So I am very new to OpenCV (2.1), so please keep that in mind.
So I managed to calibrate my cheap web camera that I am using (with a wide angle attachment), using the checkerboard calibration method to produce the intrinsic and distortion coefficients.
I then have no trouble feeding these values back in and producing image maps, which I then apply to a video feed to correct the incoming images.
I run into an issue however. I know when it is warping/correcting the image, it creates several skewed sections, and then formats the image to crop out any black areas. My question then is can I view the complete warped image, including some regions that have black areas? Below is an example of the black regions with skewed sections I was trying to convey if my terminology was off:
An image better conveying the regions I am talking about can be found here! This image was discovered in this post.
Currently: The cvRemap() returns basically the yellow box in the image linked above, but I want to see the whole image as there is relevant data I am looking to get out of it.

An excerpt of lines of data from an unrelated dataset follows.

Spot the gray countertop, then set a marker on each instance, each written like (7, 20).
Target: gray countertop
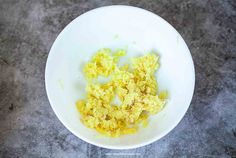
(29, 127)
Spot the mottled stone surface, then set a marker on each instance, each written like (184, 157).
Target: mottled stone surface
(29, 127)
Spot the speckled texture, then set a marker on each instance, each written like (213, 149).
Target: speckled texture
(29, 127)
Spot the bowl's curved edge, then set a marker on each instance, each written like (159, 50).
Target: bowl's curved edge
(112, 146)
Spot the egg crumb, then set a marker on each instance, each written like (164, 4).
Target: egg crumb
(134, 84)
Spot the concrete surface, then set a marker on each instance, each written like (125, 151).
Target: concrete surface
(29, 127)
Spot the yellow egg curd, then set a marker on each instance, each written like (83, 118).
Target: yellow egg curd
(135, 85)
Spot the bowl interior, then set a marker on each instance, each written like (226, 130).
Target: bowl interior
(139, 32)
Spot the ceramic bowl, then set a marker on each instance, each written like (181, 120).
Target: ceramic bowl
(137, 30)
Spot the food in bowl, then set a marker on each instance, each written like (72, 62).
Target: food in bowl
(134, 85)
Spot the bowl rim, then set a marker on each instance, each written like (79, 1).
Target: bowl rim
(124, 146)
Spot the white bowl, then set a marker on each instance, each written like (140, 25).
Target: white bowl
(115, 27)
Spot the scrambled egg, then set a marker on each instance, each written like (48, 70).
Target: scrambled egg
(135, 85)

What I've tried: Applying a scale conversion to the image map to fit the complete image (including stretched parts) into frame
CvMat *intrinsic = (CvMat*)cvLoad( "Intrinsics.xml" );
CvMat *distortion = (CvMat*)cvLoad( "Distortion.xml" );
cvInitUndistortMap( intrinsic, distortion, mapx, mapy );
cvConvertScale(mapx, mapx, 1.25, -shift_x); // Some sort of scale conversion
cvConvertScale(mapy, mapy, 1.25, -shift_y); // applied to the image map
cvRemap(distorted,undistorted,mapx,mapy);
The cvConvertScale, when I think I have aligned the x/y shift correctly (guess/checking), is somehow distorting the image map making the correction useless. There might be some math involved here I am not correctly following/understanding.
Does anyone have any other suggestions to solve this problem, or what I might be doing wrong? I've also tried trying to write my own code to fix distortion issues, but lets just say OpenCV knows already how to do it well.